Tuesday, March 2, 2010
‘Fraidy Feet
“He's still alive. They hit him with five shots and he's still alive!”
- Sollozzo, after attempted murder of Don Vito Corleone
Vito needed to go to the vet for his shots, and I needed to consider the best way to get him there. I could lay him on my lap as I drove, but I worried a runaway Toyota would crash into us from behind, and that Vito would make a lousy air bag. So I found a box in the garage and set Vito inside.
From the screaming, you would have thought he was sentenced to a life of solitary confinement, and that box was his jail cell.
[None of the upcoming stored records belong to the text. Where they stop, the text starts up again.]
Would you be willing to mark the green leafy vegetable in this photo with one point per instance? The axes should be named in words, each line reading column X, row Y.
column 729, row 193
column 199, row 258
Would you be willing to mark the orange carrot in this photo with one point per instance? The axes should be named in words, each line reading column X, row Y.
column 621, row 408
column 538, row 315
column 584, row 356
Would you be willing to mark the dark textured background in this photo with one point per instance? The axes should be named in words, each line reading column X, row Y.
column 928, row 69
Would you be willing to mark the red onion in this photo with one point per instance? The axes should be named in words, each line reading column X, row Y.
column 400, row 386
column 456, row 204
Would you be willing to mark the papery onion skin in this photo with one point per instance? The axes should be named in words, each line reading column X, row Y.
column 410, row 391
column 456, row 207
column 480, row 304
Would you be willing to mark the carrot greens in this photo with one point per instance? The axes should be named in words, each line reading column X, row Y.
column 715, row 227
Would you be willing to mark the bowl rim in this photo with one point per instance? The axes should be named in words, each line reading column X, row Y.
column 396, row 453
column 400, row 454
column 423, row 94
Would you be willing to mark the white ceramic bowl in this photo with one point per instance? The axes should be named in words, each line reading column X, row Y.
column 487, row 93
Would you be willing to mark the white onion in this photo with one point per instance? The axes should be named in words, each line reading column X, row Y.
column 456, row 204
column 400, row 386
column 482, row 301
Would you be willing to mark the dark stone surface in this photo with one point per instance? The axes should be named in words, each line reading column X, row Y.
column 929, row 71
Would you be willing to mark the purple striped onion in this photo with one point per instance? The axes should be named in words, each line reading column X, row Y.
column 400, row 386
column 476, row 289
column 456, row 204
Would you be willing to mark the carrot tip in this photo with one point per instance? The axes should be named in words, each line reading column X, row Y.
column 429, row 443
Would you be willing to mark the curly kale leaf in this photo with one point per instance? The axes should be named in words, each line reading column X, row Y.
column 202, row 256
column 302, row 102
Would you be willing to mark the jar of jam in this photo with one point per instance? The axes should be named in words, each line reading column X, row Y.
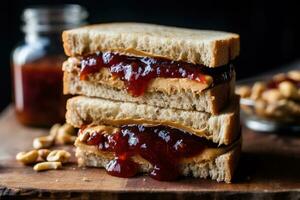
column 37, row 61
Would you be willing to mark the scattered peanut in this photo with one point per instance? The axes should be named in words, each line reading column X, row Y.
column 84, row 136
column 295, row 75
column 54, row 130
column 288, row 89
column 64, row 138
column 27, row 157
column 271, row 96
column 59, row 155
column 43, row 142
column 47, row 166
column 279, row 77
column 43, row 153
column 65, row 135
column 257, row 90
column 67, row 128
column 244, row 91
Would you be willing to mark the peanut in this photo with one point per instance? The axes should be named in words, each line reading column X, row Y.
column 257, row 90
column 47, row 166
column 288, row 89
column 43, row 153
column 279, row 77
column 64, row 138
column 59, row 155
column 84, row 136
column 27, row 157
column 295, row 75
column 54, row 130
column 244, row 91
column 272, row 96
column 65, row 135
column 67, row 128
column 43, row 142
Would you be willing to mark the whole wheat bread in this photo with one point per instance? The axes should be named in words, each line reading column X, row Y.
column 210, row 48
column 222, row 128
column 218, row 167
column 210, row 100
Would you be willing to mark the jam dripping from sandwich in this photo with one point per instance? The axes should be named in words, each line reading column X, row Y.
column 161, row 146
column 137, row 72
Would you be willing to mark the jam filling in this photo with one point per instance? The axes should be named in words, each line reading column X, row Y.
column 137, row 72
column 275, row 83
column 162, row 146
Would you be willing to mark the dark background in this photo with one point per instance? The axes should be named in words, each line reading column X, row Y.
column 269, row 30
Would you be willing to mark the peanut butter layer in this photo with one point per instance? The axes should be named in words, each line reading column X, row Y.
column 209, row 153
column 166, row 85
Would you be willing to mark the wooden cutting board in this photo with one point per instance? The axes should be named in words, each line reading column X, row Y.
column 269, row 168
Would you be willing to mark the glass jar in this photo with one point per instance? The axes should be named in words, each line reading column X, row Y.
column 37, row 61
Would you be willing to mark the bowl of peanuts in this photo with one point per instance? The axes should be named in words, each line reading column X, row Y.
column 272, row 105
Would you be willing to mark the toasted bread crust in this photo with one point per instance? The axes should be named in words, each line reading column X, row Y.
column 84, row 110
column 220, row 168
column 210, row 48
column 212, row 100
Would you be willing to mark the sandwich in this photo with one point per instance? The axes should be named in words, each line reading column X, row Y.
column 153, row 99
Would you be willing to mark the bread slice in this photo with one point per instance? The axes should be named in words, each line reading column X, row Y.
column 222, row 128
column 218, row 164
column 179, row 94
column 210, row 48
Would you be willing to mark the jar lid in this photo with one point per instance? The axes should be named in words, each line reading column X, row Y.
column 56, row 18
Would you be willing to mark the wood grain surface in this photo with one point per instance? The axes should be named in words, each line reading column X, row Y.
column 269, row 169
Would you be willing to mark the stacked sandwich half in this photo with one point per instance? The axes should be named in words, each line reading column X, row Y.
column 153, row 99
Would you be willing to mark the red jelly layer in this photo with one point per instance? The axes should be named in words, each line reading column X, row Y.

We were greeted full force at the door of the vet by a toddler named Toliver. This youngster wore a pair of black snow boots that threatened Vito. The more Vito recoiled from Toliver’s clodhoppers, the more Toliver pursued the “funny puppy.” While this happened, Toliver’s mother looked at wall photos of puppies and kitties, paper animals safe from Toliver.
While Vito hid behind my legs from Toliver, a woman popped out of nowhere. She asked if she could take Vito’s picture because her son wanted a Husky. I said sure. She knelt on the floor and stuck her cell phone in Vito’s face, which made him lunge backwards, right on top of Toliver’s boots.
As I removed the whimpering Vito from Toliver’s feet, the photo-taking woman vanished. We were called to the front desk to deliver Vito’s morning stool sample and measure his weight. He weighed eight pounds, four ounces, the equivalent of one of Toliver’s boots.
The veterinarian looked just like my 17-year-old nephew Connor, so I liked him immediately. The doctor said Vito had roundworms, and I didn’t care for the guy as much. He said put medicine on Vito’s food for three days straight. The stool that followed the medicine may contain some worms, he said. By now, I was peeved at this young man, and I wanted to call Toliver in from the waiting room so he could put his boots to good use and give Dr. WormNews a swift kick.
Other than the larvae that had taken up residence inside him, Vito was fit. It was time for his five shots, to protect him from doggie diseases. He also needed his claws snipped. Plus, he was to receive a microchip inserted between his shoulders. The microchip will help us locate him if he gets lost or runs away. The needle to inject the rice-sized chip was quite large, said the doctor. Did I want to see, or would it be okay if they took him in the back to insert the computer chip? They could also give him his shots and cut his nails back there. The pending vision of Vito’s wormy poops was enough for me, so I asked that he be taken away.
Judging from the screams, the room where they took him must have also served as the Island of Lost Toddler Boots.
When the vet’s assistant brought him back and laid him in my arms, Vito looked completely out of it.
“The microchip needle must have hurt,” I said. “He cried so hard.”
“He didn’t make a sound when we inserted the chip,” she said. “All that fuss was when he got his nails clipped.”
Thanks, Toliver. Now Vito is scared of his own feet.